The Supreme Court Forces a U-Turn: The Fate of American Trucking
In American Trucking Ass'n v. U.S. Environmental Protection Agency (ATA I), a panel of the U.S. Court of Appeals for the District of Columbia (D.C.) Circuit shocked the administrative and environmental law worlds. There, the court, in a 2-1 decision, remanded to the U.S. Environmental Protection Agency (EPA) for reconsideration of its new air quality standards under the Clean Air Act (CAA) for ozone and particulate matter. Subsequently, the court, sitting en banc, modified ATA I, but narrowly refused to grant rehearing (ATA II).

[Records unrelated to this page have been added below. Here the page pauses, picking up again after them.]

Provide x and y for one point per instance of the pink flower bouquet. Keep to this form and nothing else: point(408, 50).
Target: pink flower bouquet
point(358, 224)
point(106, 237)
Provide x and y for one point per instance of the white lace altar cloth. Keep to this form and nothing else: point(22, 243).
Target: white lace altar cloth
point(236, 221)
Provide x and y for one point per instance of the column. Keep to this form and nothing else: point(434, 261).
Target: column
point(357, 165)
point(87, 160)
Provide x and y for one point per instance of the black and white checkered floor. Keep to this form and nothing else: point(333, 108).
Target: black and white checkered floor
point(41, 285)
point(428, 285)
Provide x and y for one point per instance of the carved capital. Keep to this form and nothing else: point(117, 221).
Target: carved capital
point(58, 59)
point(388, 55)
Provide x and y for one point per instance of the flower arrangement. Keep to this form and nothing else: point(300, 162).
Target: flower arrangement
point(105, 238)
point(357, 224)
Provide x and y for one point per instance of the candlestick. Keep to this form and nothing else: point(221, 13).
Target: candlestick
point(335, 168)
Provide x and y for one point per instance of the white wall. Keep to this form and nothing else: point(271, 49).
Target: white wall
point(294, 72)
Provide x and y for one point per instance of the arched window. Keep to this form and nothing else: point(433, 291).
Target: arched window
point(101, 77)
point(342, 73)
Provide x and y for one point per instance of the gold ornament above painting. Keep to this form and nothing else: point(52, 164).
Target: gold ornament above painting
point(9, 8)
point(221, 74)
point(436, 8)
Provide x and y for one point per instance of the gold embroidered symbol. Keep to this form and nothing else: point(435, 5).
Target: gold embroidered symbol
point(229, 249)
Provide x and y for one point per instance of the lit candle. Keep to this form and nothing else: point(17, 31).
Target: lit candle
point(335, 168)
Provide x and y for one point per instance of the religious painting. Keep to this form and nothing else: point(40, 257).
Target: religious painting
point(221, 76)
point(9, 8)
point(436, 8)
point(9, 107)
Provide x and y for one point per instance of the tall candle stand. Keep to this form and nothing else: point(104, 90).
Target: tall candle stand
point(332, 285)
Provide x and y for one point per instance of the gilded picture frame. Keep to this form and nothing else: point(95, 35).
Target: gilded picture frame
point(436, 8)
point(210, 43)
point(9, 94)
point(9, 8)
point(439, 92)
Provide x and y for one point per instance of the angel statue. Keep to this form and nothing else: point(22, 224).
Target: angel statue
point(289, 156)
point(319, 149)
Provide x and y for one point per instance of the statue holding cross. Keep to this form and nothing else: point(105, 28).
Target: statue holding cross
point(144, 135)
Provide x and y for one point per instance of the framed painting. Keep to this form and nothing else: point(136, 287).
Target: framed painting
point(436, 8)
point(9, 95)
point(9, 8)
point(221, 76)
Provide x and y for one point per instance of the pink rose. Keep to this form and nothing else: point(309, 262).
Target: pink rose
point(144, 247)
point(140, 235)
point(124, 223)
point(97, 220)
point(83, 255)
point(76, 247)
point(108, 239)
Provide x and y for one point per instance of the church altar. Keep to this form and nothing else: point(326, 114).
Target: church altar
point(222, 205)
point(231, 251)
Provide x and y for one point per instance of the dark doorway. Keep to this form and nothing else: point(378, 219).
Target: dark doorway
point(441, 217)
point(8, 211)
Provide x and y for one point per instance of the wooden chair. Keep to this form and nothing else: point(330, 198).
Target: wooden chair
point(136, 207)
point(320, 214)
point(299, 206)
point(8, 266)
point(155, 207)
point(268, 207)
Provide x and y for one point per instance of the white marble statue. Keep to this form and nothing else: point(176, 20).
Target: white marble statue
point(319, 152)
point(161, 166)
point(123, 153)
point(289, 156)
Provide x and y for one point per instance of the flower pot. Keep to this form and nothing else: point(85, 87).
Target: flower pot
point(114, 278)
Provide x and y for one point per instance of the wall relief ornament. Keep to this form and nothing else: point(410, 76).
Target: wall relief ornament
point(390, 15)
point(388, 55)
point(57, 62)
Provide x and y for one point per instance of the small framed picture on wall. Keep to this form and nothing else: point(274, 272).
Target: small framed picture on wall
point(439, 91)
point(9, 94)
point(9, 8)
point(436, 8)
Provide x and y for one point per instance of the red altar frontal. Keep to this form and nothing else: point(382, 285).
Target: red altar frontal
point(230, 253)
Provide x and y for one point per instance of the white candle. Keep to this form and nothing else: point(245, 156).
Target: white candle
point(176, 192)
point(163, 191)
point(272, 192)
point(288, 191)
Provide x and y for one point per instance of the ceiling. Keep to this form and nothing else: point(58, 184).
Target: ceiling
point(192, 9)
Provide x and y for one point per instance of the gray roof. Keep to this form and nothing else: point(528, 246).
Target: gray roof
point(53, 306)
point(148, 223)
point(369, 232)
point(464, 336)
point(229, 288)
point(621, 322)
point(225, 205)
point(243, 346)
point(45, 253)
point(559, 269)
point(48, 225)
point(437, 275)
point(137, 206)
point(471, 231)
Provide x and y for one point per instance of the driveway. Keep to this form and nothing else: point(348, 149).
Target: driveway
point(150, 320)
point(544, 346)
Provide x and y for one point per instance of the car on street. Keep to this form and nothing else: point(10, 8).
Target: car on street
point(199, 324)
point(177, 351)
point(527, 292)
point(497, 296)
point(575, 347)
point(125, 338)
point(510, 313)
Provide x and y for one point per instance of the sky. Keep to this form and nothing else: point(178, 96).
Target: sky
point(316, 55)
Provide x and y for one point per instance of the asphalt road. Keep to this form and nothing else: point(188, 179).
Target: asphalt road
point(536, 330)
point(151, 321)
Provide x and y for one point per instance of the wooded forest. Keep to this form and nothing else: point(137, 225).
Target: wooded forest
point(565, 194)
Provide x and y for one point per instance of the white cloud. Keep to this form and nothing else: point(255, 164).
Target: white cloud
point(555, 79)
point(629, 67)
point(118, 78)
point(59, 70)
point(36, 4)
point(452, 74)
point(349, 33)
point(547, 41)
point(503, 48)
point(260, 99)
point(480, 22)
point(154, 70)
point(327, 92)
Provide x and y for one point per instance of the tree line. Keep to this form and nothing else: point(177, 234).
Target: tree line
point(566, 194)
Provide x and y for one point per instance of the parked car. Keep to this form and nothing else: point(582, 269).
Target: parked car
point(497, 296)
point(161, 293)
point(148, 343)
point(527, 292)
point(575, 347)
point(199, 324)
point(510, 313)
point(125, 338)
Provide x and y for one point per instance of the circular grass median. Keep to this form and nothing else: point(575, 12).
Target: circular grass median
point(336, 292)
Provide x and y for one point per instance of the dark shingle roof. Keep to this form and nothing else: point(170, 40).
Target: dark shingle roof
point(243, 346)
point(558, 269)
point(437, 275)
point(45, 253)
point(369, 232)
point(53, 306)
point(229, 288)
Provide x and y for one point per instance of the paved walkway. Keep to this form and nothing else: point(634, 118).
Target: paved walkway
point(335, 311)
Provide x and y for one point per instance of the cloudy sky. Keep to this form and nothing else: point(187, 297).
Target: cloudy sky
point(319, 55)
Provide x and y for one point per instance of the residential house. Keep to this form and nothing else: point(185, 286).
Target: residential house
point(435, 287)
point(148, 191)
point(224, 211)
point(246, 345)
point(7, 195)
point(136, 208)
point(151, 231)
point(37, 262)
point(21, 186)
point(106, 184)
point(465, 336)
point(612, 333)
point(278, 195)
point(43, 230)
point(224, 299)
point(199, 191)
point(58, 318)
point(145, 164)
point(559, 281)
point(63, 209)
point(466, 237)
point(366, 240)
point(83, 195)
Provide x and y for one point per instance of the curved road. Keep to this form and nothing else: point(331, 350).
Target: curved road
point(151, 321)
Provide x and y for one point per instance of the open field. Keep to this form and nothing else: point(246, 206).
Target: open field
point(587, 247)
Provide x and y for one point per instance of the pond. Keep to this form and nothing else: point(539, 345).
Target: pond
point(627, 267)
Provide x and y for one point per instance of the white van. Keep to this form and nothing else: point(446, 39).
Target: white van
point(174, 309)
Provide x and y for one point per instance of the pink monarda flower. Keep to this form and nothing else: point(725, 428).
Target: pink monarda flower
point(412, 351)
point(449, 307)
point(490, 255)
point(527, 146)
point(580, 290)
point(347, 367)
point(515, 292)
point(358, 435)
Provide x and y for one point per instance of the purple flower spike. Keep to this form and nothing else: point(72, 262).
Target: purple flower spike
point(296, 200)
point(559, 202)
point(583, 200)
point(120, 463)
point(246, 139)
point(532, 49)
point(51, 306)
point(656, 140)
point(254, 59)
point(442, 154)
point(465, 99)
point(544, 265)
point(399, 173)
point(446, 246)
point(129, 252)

ATA I's primary rationale, articulated by Judge Stephen Williams, was that the Agency lacked an "intelligible principle" for setting air quality standards. This holding, to some commentators, presaged the revival of the delegation doctrine, which had last been used in the 1930s to invalidate congressional grants of power to administrative agencies. These commentators foresaw a drastic reduction in the U.S. Congress' power to use broad delegations to administrative agencies as a way to regulate private industry.
There was another important, although less noted, aspect of ATA I: the court apparently ruled that the CAA did not give EPA authority to require the states to take steps to implement the new air quality standard. Hence, barring an act of Congress, the revision of the standard would do little to clean the air.